A Colonoscopy is considered the most comprehensive method to detect and prevent colorectal cancer. The procedure consists of inserting a thin, flexible tube into the rectum and evaluating the entire colon. This method allows the physician to locate and remove precancerous, or adenomatous, colon polyps.
A recent New England Journal of Medicine article titled Colonoscopic Polypectomy and Long-Term Prevention of Colorectal-Cancer Deaths, shows that removal of precancerous polyps through colonoscopy reduced the death rate from colorectal cancer. This study is one of the first research papers looking at how colonoscopy can not only reduce the incidence of colorectal cancer, but can actually decrease mortality or death from it. The study analyzed prospectively 2,602 patients that had initial colonoscopy and precancerous polyp removal. There were only 12 deaths from colorectal cancer reported in the group studied. When compared to a group from the general public with similar age, sex and race, the number of deaths from the disease was about 25 individuals. Resulting in the conclusion that colonoscopy reduced the incidence of colorectal cancer associated death by 53%.

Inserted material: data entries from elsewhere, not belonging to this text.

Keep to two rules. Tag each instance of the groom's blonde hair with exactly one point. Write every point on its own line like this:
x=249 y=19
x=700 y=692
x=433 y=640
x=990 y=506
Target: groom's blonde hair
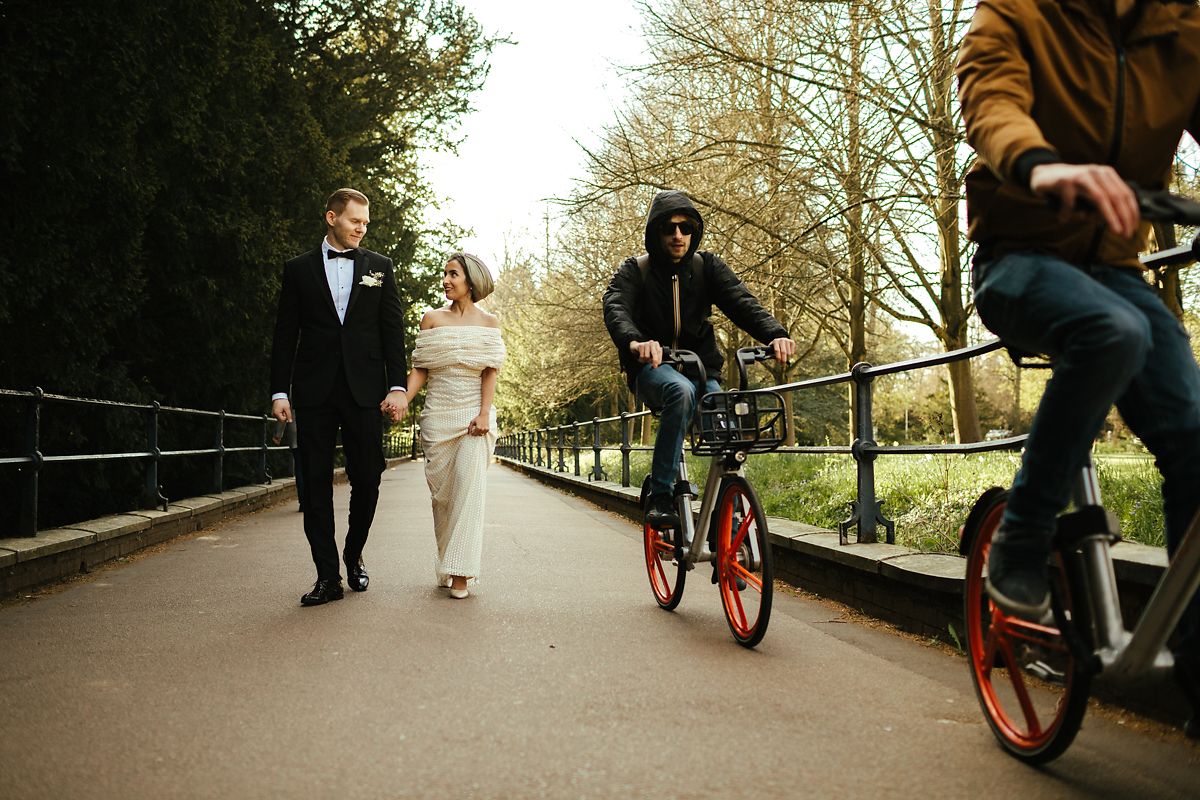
x=337 y=200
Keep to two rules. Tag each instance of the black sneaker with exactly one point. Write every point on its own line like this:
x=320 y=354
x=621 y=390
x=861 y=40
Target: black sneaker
x=660 y=512
x=1018 y=578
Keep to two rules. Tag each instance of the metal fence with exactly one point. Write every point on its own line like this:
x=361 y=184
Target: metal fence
x=31 y=461
x=553 y=445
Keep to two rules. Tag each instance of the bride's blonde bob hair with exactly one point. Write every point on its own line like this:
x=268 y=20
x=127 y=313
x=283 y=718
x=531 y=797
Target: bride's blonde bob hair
x=479 y=277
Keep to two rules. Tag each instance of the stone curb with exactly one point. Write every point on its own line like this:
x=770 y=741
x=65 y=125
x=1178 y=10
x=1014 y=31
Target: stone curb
x=58 y=553
x=861 y=575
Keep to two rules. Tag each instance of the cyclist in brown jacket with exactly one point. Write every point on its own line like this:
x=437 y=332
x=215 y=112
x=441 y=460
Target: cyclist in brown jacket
x=1065 y=101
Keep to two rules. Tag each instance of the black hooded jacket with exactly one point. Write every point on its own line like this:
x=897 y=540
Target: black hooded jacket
x=636 y=311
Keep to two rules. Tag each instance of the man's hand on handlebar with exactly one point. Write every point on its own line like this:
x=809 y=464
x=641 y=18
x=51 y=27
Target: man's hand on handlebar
x=647 y=352
x=784 y=349
x=1098 y=184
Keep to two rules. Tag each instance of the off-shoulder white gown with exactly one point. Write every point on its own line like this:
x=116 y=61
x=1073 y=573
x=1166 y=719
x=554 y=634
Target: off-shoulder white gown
x=455 y=462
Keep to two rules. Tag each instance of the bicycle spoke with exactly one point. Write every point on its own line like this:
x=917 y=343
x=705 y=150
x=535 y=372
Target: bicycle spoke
x=751 y=579
x=1048 y=638
x=741 y=536
x=741 y=608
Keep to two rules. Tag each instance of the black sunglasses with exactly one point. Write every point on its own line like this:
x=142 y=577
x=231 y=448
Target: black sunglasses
x=685 y=228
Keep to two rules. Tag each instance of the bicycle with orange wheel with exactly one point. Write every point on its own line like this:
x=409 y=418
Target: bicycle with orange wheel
x=1033 y=678
x=729 y=426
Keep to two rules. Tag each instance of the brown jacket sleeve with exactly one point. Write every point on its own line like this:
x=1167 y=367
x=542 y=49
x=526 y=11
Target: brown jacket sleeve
x=996 y=91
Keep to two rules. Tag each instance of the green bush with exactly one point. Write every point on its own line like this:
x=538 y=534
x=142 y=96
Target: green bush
x=928 y=497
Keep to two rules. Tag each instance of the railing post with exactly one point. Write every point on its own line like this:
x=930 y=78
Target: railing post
x=27 y=522
x=575 y=447
x=865 y=511
x=598 y=473
x=263 y=470
x=624 y=449
x=219 y=459
x=153 y=492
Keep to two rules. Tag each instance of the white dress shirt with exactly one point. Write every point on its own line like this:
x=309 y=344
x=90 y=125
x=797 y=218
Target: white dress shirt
x=340 y=276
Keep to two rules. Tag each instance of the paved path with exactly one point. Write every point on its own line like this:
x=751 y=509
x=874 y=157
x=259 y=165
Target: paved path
x=195 y=673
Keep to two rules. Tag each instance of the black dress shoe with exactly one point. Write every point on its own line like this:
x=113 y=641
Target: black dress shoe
x=357 y=576
x=323 y=591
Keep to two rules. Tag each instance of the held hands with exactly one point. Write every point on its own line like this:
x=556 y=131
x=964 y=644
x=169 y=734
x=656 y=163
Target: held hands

The guidelines from the American College of Gastroenterology for colorectal cancer screening call for all average risk individuals, male and female, to undergo colonoscopy at the age of 50. Other populations with risk factors or symptoms may have varying age for colonoscopy. For example, African Americans as a subgroup are recommended for screening at age 45. Patients need to be aware that there are other methods of colorectal cancer screening if colonoscopy is not available to them. If the other methods have positive findings, however, colonoscopy will then be advised. The overall evidence continues to point to colonoscopy reducing the risk of colorectal cancer and even mortality.